How can technology enable digital finance transformation?
Technology is a force multiplier to humans, especially at scale. Software can handle data very, very quickly and accurately. So let a computer do that. And let humans do what they’re best at in the world, which is looking at the broader context and trends, and examining whether things make sense. Answering fundamental “why” questions is not a strength of computers today. That’s for humans.
Think about embedded payments, for example. They can unlock members of a finance, accounting or product team from having to do rote processes where computers may be best. And that, in turn, empowers those teams to think about the bigger picture. It’s up to humans to figure out processes and ask questions: Are my workflows connected in the right way? Why are we doing this? For what purposes and under what conditions? That’s what humans should focus on: the higher order piece. And when it comes to payment matching ledgers, let technology, embedded payments, solve it.
With this technology, you can run faster, you can do things more safely, with fewer errors, and your team is going to be happier. You’ll have fewer fire drills when something goes wrong. You can focus on the “why.”
Have distributed workforces made things harder for finance teams?
I find it helpful to view distributed finance workforces within the broader context of digitization. Once upon a time, you were all in the same room and everything was analog. Then your invoices moved to digital but you were all still in the same room. You could walk up to someone and ask, “Hey, how (or why) did we do this?” The friction cost to ask questions was low. Now, you have to call, Zoom or Slack. That form of communication can scale well in a remote world if you’re all speaking the same business language and coming from the same common operating picture of your data and business metrics. But what if you’re not?
The opportunity with payment operations is that it removes much of the friction embedded in answering those types of questions and solves many things based on forecasts, including legibility and other errors.
Cross-border payments come with their own sets of challenges. How can CFOs tackle these?
With the spread of globalization, it’s easy to think everything is the same everywhere. But different countries have different rules for important reasons. As you’re moving anything cross-border, you have to make sure you’re following the rules in all jurisdictions and according to your own internal controls.
I would say digitizing, moving to something like Modern Treasury, really helps with that. You can solve all those problems through an API call and at an abstraction layer where you can say, “Do the right thing subject to the following rules.” That lets you run faster and focus on your core business. Anytime you can create an abstraction layer and know it’s going to be handled correctly, it will unlock human potential and value, and let you accelerate.
We are in a volatile, uncertain economy. Some people may say it’s not the right time to tackle a big project like updating legacy systems and modernizing payment operations. Others may say it’s the perfect time for it. Where do you fall?

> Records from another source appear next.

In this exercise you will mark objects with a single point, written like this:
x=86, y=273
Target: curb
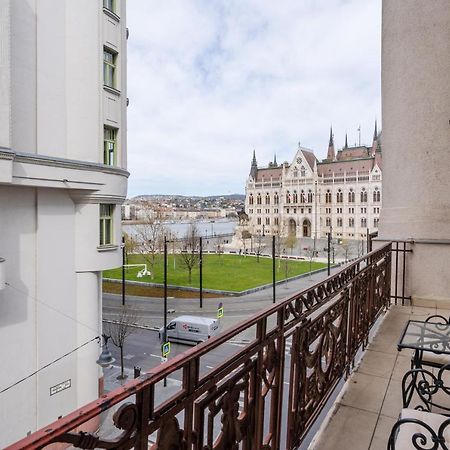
x=216, y=291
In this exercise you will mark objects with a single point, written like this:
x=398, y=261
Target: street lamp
x=123, y=270
x=105, y=359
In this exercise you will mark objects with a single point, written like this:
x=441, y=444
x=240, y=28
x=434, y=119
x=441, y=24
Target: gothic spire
x=331, y=155
x=254, y=166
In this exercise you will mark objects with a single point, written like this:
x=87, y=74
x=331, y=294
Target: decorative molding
x=111, y=14
x=111, y=90
x=42, y=160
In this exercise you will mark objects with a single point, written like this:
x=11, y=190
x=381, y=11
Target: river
x=206, y=228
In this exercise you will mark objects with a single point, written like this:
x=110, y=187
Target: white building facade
x=62, y=179
x=310, y=198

Disruption is coming. The question is, do you want to do it yourself before it’s a problem? Or do you want to wait until it becomes a problem? My general bias is to transform yourself before you are disrupted, subject to prioritization and triage.
As CFO you face many competing demands. Maybe the answer doesn’t have to be an all or nothing. Rather than ripping out the technology you’ve been relying on for decades, you can draw a line in the sand and say, “Let’s be smart about how we do this going forward.” And then start to grow your business with these new modern architectures. The legacy stuff will still be there. But you’re positioning yourself for the future. Start small, but start. Realize you’re going to make some mistakes. Just keep going, and invest where you see momentum and strength.